Listener Andrew in North Pole, Alaska listens to Into Tomorrow on KFBX 970 AM and asked us about the perils of Windows Update:
Do you hear of anyone having issues with their wireless network cards being shut down because of Windows Updates? I have not updated my laptop in about 4 months because I have yet to find a fix from the manufacturer or anyone else.
Andrew, you’re not alone and this is one the reasons so many people hate Windows 10 autoupdate policy: sometimes Windows updates break drivers.
You probably don’t need a fix, since the manufacturer won’t consider there is anything to fix, their drivers work just fine, you just replaced them with someone else’s drivers that don’t work (in this case whatever Microsoft pushed).
You actually need to go back to whatever drivers you used to have before, so rather than looking for something that fixes the broken WiFi functionality, just look for current drives from the manufacturer and hopefully that will make the problem go away.
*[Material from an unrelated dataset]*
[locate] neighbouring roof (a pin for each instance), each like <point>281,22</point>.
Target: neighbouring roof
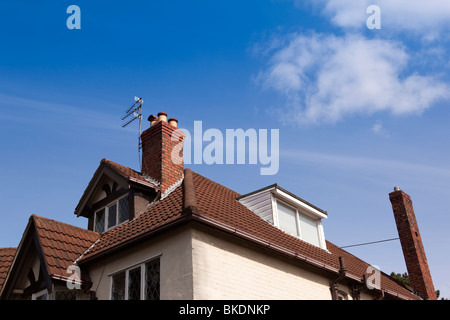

Make Windows do the dirty work
The easiest way to go back to the drivers you used to have use, is actually to have Windows do it.
- Right click on “Computer” and select “Manage”
- Select “Device Manager”
- Double click on the wireless driver under “Network adapters”
- Select the “Driver” tab
- Finally click on “Roll Back Driver”
That should put things back to how they were before.
Are you fighting a losing battle?
Windows 10 Home doesn’t ask you whether or not you want updates, it simply installs them. So you might find yourself right back in the same position again soon. You might want to check with the computer’s manufacturer, as opposed to the wireless card manufacturer, and see whether they offer a driver and wireless settings combo package. Some do.
Having a combination like that will sometimes allow you to bypass the drivers from the wireless card manufacturer and Microsoft, at the same time.
The other thing we have to say is that when we heard stories like yours, they almost always turn out to come from older model computers. There is no question that planned obsolescence is a real thing in the tech world, so you might be fighting a losing battle against replacing your computer sooner than you’d otherwise like.